The States of Guernsey are looking for reforms, and as well as a reduction of departments from nine to six, they are also looking to “beef up” Scrutiny. I bet John Le Fondre would like those powers in relation to the Waterfront development, where crucial documents are permitted to be held back, making Scrutiny into a toothless tiger.


“Whisper it... There are some things that Jersey does better”

And finally, I rather enjoyed reading this story!

“The first notable difference was the ways in which the two ports handle passengers sailing between the islands. In Guernsey, I was required to walk along the quay, walk down the car loading ramp onto the car deck and finally up a flight of stairs to the passenger lounge. Fortunately, the weather was fair but had it been raining I should have been very wet indeed before reaching the lounge. In St Helier harbour, I left from the upper stern deck via a dedicated covered walkway.”

“The second notable difference is the way Jersey manages vehicular and pedestrian traffic and the attitude drivers as a whole seem to have towards pedestrians…. Crossing from the Pomme d’Or Hotel to Liberation Square is easily achieved by using two zebra crossings linked by a traffic island. Drivers were always – or so it seemed to me – prepared to give way at this very busy junction.”

“The third difference I noticed was the Jersey bus service, operated by the same company that runs our bus service….There are frequent services – as often as every 15 minutes at peak times – to the more popular parts of the island with a fare structure which includes a £1.50 for a ‘short’ journey or £2 for a ‘long’ journey. There is also a variety of season tickets – daily, weekly or monthly – to suit both holiday visitors and residents. There are even double decker buses.”

“My final observation relates to the different experiences enjoyed on a visit to Elizabeth Castle compared to a visit to our own Castle Cornet. As the tide was in, my visit to Elizabeth Castle began with a sea crossing aboard a modern-day DUKW-like amphibious vehicle.

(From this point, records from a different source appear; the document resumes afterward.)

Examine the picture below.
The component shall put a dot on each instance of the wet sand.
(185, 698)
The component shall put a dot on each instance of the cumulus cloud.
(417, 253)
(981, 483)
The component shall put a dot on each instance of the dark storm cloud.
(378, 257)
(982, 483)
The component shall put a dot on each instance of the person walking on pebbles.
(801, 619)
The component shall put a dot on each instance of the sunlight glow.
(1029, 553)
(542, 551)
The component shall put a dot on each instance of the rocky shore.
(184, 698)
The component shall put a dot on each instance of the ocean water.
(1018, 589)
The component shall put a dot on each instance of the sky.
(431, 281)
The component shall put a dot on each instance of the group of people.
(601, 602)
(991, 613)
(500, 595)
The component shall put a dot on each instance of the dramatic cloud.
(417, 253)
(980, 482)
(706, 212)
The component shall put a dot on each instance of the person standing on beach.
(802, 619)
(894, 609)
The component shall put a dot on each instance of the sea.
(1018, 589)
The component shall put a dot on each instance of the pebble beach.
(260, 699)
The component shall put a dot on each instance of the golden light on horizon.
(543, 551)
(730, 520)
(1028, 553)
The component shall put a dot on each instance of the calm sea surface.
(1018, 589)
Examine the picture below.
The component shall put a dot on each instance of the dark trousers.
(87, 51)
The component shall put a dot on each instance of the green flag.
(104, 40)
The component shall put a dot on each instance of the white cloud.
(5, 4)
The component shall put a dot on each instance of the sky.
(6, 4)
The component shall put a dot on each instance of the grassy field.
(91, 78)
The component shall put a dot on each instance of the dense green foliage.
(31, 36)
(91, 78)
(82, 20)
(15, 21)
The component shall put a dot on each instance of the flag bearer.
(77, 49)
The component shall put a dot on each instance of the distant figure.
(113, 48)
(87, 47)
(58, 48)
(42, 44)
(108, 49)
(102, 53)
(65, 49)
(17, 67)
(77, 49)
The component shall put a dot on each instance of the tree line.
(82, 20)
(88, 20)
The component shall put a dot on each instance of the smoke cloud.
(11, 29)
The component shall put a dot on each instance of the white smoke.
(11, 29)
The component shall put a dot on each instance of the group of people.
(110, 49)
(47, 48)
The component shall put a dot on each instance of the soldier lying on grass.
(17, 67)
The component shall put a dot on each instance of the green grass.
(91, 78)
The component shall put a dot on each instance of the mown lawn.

When the tide is out, it remains possible to use the DUKW in its wheeled format. The return fare is a modest £3. I realise Castle Cornet is never cut off by the tide, but some sort of transport to the castle would be an advantage.”

“Apart from a very interesting talk set in 1781 from an ‘army surgeon’, which is not a daily offering, the ‘noon day gun ceremony’ is a very different experience indeed. In Guernsey, while you can almost set your watch by the firing, the whole thing is over in 10 minutes. In Jersey, the ceremony took over an hour on the day of my visit. It involved visitors being ‘volunteered’ to parade with the gunner and then assisting with the firing when he eventually got around to firing the cannon at approximately 15 minutes past one.”

“However, to end on a positive note, there can be no dispute that St Peter Port harbour beats St Helier harbour hands down”

Nice to see some praise from a Guernseyman, although he was obviously aware that he might stir up and hornets nest with this letter – so name and address withheld!